I'm sorry, but this is not a "feature request". It's either an unwanted bug (unintended breakage of functionality which was previously working) or a breaking change (intentionally breaking backwards compatibility).

Before Salt 2016.11.* archive.extracted would download remote archives only, and only if if_missing didn't match an existing file. This functionality was changed, as the documentation states for 2016.11 to enable the use-case for people to download and extract archives without having to know already what's in them. However, this has now broken the previous functionality, of "not downloading and extracting a file if it's been downloaded and extracted before".

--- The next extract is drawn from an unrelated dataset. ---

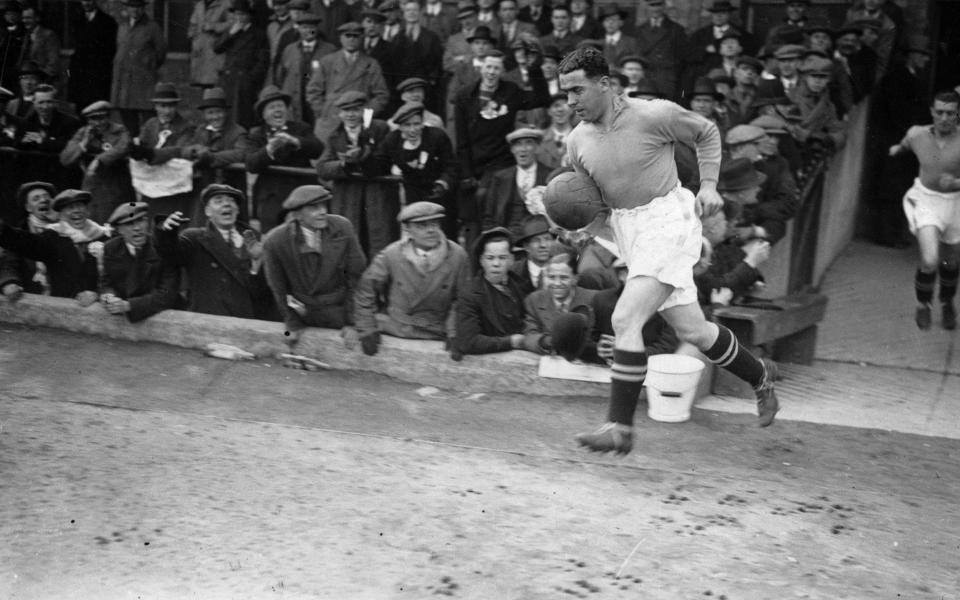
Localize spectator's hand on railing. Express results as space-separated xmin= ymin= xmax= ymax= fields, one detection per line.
xmin=2 ymin=283 xmax=23 ymax=304
xmin=160 ymin=210 xmax=190 ymax=231
xmin=75 ymin=290 xmax=97 ymax=308
xmin=360 ymin=331 xmax=380 ymax=356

This impacts me insofar as I have now sent thousands of unnecessary HTTP requests to Hashicorp downloading consul, consul-template, terraform and vault from their servers only for Salt to then realize that it didn't need them.

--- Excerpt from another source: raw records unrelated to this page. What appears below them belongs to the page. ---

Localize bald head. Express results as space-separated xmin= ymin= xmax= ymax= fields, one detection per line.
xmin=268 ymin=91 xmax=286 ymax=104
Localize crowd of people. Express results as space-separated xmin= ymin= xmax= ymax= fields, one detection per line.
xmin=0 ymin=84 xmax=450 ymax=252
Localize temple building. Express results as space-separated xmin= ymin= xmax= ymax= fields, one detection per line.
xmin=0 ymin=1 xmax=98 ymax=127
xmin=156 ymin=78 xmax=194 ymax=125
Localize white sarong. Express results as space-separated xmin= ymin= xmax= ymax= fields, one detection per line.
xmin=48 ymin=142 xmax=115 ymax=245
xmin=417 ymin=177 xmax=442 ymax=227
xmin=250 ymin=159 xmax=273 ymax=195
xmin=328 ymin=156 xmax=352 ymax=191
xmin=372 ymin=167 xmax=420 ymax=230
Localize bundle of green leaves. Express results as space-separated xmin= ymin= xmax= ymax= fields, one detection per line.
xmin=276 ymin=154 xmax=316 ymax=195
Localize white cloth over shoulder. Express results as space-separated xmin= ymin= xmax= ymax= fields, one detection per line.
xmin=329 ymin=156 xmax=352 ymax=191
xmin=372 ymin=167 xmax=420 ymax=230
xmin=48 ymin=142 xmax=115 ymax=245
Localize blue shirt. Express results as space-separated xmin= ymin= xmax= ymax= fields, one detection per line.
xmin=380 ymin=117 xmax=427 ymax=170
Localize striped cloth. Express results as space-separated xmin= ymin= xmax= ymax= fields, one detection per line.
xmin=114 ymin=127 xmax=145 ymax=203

I would also encourage a rethink of the hashing functionality, as in my opinion Salt shouldn't redownload and rehash archives which can be hundreds of megabytes or gigabytes in size just to figure out that the hash does not differ from the source_hash on every highstate run. Not to mention that rehashing these archives creates massive load on the minions. That's really bad design.

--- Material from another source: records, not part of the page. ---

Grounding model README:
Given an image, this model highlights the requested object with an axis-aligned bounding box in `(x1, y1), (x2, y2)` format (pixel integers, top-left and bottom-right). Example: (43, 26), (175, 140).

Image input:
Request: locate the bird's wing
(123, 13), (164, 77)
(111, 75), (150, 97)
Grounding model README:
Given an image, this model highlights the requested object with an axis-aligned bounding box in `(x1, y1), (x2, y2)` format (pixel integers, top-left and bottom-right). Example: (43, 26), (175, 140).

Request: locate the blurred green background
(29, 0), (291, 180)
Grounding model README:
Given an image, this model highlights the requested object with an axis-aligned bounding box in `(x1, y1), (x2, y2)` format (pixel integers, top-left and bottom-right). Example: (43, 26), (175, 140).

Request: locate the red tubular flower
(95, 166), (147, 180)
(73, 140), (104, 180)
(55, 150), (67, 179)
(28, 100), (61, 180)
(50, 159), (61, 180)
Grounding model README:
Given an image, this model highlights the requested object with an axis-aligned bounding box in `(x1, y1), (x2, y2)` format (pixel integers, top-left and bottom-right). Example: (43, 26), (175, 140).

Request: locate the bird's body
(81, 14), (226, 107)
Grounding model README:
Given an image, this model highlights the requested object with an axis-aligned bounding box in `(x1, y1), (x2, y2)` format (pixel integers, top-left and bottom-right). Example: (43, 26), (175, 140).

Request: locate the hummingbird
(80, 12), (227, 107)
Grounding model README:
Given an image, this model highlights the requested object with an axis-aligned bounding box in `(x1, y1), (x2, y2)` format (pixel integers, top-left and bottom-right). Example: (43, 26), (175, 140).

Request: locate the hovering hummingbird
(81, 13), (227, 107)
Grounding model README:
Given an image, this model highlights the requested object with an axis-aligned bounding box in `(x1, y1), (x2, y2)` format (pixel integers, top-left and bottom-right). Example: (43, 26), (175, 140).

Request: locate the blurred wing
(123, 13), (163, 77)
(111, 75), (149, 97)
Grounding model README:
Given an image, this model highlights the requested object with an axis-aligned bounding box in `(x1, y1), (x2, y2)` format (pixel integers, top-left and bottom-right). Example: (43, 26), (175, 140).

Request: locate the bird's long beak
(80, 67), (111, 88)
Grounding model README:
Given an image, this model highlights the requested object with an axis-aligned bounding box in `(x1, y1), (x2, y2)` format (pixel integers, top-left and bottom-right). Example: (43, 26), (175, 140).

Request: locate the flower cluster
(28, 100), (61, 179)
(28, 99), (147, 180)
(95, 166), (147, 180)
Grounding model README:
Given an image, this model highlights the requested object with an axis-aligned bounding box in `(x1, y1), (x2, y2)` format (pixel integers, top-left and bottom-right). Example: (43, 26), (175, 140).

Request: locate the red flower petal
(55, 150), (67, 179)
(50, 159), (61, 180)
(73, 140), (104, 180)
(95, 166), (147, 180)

I think the correct way to implement this is:

  • Salt should never download and rehash a file to compare to source_hash. It can keep the last hash for the state in a cache and compare it to the contents of a hash file URL on the server if one is provided.
  • If no remote hash file is provided, Salt should check if_missing and if if_missing is provided and the target file exists, it should do nothing.
  • If no remote hash file is provided and if_missing is not provided or the target file does not exist, Salt should download the archive, compare its hash to source_hash and extract it.

If a user doesn't know what the contents of an archive are, but wants it extracted whenever the archive changes, the right way is to use a source hash file. Additionally, if Salt caches the downloaded archives hash somewhere, it could presumably also store the correct HTTP headers (etag, if-modified-since), which would be an even better implementation. Unfortunately I caught this bug so late on my end that I assume a revert to the old behavior is now impossible in Saltstack itself, but I would love this bug to get a higher priority and be fixed with some syntax that makes archive.extracted compatible with its previous behavior.


Sidenote: I worked around this behavior by adding unless: test -f [if_missing path] to all archive.extracted states in my Salt repositories as mentioned above my @gtmanfred.

@morganwillcock I've opened #43518 to fix this.